Mario Staderini «Monti è stato coraggioso Tiri dritto o ci prende in giro»
È solo una battuta d’arresto?
«Di sicuro il governo deve andare avanti a far pagare l’Imu a chi non l’ha mai pagata, però la brutta figura del decreto scritto male resterà. Non c’è tempo da perdere. L’Unione Europea sta per concludere la procedura d’infrazione contro l’Italia e le sanzioni saranno pesanti. Il passo falso del Tesoro è sospetto, tanto più che dalle carte di Vatileaks sappiamo che Tremonti ha spiegato in Curia come scongiurare il pagamento dell’Imu sia per gli arretrati sia per le future imposte. A pensare male si fa peccato, ma si indovina. Siamo allibiti di fronte a un errore clamoroso per un governo di tecnici ». per sacerdoti che nella pratica sono veri e propri albergo totalmente esentasse. Finora ci si era rifiutati di riscuotere le imposte dovute da chiese e onlus, soggetti sempre esentati. In un momento in cui si tagliano voci essenziali è inammissibile favorire diocesi, ordini religiosi e strutture ecclesiastiche. Monti ha cercato di cambiare le cose, adesso deve completare l’opera o è una presa in giro».
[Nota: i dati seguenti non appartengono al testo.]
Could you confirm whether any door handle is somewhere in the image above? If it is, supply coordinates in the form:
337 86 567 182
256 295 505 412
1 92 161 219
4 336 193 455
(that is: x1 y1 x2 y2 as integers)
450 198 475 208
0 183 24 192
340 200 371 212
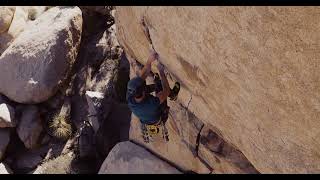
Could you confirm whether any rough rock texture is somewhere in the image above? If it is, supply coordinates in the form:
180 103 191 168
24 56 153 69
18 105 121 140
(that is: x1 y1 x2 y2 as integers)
0 6 15 34
0 163 12 174
198 126 259 174
32 152 74 174
17 106 43 149
0 129 10 160
0 7 82 103
99 141 181 174
0 102 16 128
116 7 320 173
0 6 49 55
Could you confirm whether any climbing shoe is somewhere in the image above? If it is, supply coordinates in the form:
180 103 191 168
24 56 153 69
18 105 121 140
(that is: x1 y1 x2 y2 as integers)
169 82 180 101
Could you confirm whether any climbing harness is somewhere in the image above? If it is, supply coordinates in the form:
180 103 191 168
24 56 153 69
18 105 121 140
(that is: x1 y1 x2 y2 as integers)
141 120 169 143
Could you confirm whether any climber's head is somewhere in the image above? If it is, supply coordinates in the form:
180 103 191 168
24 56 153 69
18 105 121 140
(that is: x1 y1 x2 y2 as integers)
127 77 146 98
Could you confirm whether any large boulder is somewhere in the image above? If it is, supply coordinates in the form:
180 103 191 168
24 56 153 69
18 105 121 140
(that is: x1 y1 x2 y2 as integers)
0 6 49 55
0 102 16 128
17 105 43 149
0 7 82 103
0 6 15 34
99 141 181 174
0 163 12 174
0 128 10 160
116 7 320 173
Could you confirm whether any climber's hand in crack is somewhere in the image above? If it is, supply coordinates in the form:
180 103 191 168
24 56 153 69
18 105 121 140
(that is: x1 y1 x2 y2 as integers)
139 50 158 79
157 60 170 104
Michele Pennisi, vescovo «Non bisogna avere fretta Si rifletta sulle conseguenze»
Vescovo Pennisi, è uno stop utile?
«Sì se serve a riflettere meglio su cosa comporta davvero estendere l’Imu a strutture ecclesiastiche o cooperative sociali che svolgono una funzione indispensabile. A Palermo il Comune riesce a garantire solo il 7% delle scuole materne necessarie, il resto sono enti cattolici di volontariato. In campo educativo la situazione è drammatica. A causa di questa imposta centinaia di asili e istituti rischiano la chiusura e i costi del loro mancato servizio ricadrebbero sullo Stato. Insomma, per incassare poche centinaia di milioni di Imu, le casse pubbliche rischiano di perdere miliardi in servizi. Non è un problema solo per la Chiesa».
Quali altri soggetti sono a rischio?
«Tutto il “no profit”. Nella fretta di tagliare esenzioni, infatti, si finisce per far pagare l’Imu a a strutture di base che già stentano a sopravvivere. Non si può penalizzare chi porta avanti una delicatissima opera a favore dei bisognosi. Senza una simile presenza sul territorio lo Stato dovrebbe pagare costi insostenibili per assicurare servizi essenziali alla popolazione.